With all the Reagan adoration recently, many forget that his first term was beset with horrible economic problems, thanks to the many years of Nixon and Carter inflation, bad economic policies, excessive regulation and so on. Reagan inherited an economy even worse than our so-called "crisis", though we weren't so given to panic then, and just called it a recession. Thanks to Nixon's cutting the final ties to gold, prices had risen, depending on the measurement you use, 130% to 600% from 1971 to 1981. The interest rates were solidly int he double digits and the Savings and Loans were beginning to show the strain which would eventually lead to their collapse. (Though the left would later blame "deregulation".) Thought he formal oil crises were over, foreign imports were still a large part of our consumption and were still expensive. Inflation was running high and growth was zero or negative, leading tot he silly neologism of "stagflation".

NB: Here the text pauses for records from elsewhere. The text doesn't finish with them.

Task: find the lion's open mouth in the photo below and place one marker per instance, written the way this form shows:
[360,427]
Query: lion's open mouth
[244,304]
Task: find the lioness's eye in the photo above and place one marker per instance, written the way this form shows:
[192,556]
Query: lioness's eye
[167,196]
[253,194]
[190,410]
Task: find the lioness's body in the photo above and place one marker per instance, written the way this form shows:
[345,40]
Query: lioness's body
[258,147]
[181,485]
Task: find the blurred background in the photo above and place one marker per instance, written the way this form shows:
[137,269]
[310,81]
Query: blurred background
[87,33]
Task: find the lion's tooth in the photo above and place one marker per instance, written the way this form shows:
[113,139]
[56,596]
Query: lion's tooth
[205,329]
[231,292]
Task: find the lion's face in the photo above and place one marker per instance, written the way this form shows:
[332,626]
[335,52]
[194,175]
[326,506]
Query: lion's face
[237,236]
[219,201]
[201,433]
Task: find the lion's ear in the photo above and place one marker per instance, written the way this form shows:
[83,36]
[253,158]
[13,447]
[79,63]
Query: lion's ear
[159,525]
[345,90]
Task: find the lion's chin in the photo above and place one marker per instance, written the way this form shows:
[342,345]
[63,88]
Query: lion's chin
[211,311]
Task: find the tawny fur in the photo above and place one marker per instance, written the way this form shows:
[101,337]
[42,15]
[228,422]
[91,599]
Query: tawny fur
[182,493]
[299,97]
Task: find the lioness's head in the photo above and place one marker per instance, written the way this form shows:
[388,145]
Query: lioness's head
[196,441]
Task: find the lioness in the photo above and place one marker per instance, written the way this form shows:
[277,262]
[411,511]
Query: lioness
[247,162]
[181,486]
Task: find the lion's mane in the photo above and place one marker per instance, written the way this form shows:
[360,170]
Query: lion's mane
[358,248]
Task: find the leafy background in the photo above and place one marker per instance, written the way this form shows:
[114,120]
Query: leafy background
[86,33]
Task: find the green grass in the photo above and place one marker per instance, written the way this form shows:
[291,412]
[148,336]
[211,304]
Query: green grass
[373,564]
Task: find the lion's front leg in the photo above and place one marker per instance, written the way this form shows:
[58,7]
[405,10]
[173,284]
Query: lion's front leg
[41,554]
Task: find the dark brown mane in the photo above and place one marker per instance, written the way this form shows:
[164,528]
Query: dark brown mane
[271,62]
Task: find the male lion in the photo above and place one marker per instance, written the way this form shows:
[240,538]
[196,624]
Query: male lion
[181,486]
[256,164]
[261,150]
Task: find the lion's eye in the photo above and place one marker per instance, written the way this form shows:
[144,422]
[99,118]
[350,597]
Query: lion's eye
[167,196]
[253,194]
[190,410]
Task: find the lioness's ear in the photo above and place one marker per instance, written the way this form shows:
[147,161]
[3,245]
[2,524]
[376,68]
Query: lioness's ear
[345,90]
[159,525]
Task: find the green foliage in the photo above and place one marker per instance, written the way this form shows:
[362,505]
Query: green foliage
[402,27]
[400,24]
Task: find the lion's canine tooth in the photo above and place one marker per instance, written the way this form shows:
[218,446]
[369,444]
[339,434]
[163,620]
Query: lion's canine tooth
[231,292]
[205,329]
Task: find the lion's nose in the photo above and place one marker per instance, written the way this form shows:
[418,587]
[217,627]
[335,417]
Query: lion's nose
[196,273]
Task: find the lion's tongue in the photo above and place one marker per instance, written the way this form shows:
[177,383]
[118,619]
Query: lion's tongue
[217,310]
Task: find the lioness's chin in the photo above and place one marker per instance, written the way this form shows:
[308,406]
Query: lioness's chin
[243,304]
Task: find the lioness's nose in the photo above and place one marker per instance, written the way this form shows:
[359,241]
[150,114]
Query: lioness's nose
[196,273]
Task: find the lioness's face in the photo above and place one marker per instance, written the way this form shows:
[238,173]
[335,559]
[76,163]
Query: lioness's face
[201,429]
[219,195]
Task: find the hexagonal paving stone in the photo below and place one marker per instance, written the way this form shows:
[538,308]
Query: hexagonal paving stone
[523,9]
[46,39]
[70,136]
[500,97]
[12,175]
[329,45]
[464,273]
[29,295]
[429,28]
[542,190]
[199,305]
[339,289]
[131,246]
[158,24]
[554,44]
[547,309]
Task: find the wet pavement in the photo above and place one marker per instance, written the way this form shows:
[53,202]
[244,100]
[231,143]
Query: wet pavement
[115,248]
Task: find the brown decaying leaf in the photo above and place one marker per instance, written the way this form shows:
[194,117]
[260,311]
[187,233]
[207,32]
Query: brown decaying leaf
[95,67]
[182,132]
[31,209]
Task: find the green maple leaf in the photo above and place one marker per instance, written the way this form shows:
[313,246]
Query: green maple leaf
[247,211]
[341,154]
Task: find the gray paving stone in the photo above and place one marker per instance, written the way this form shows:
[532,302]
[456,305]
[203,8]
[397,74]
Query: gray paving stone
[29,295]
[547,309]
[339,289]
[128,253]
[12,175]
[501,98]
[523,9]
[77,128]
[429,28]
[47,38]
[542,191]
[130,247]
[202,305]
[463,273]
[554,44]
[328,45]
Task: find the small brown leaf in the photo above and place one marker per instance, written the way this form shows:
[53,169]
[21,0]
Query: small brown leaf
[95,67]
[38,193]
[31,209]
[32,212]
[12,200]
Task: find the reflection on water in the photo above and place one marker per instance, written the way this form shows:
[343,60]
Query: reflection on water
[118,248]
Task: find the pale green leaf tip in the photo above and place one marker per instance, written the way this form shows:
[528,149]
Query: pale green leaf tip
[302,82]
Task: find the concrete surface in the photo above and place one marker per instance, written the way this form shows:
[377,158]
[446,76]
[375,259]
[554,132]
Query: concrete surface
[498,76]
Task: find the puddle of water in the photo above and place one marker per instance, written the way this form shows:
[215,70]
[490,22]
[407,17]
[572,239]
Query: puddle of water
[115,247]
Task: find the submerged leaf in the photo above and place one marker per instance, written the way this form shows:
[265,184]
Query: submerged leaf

However, unlike Carter and Nixon before him, and unlike the leaders of both parties today, Reagan did not see a crisis which must be avoided, or a need to "stimulate" (that is inflate enough to kick the problem a few years down the road). He saw the problem, rightly as the outcome of excessive inflation, coupled with punitive taxes and stifling regulation. He made some corrections, reducing and simplifying taxes and removing the remaining price controls and other senseless, destructive regulations, but he did the one other thing that made all the difference, the one thing no politician today is brave enough to even suggest.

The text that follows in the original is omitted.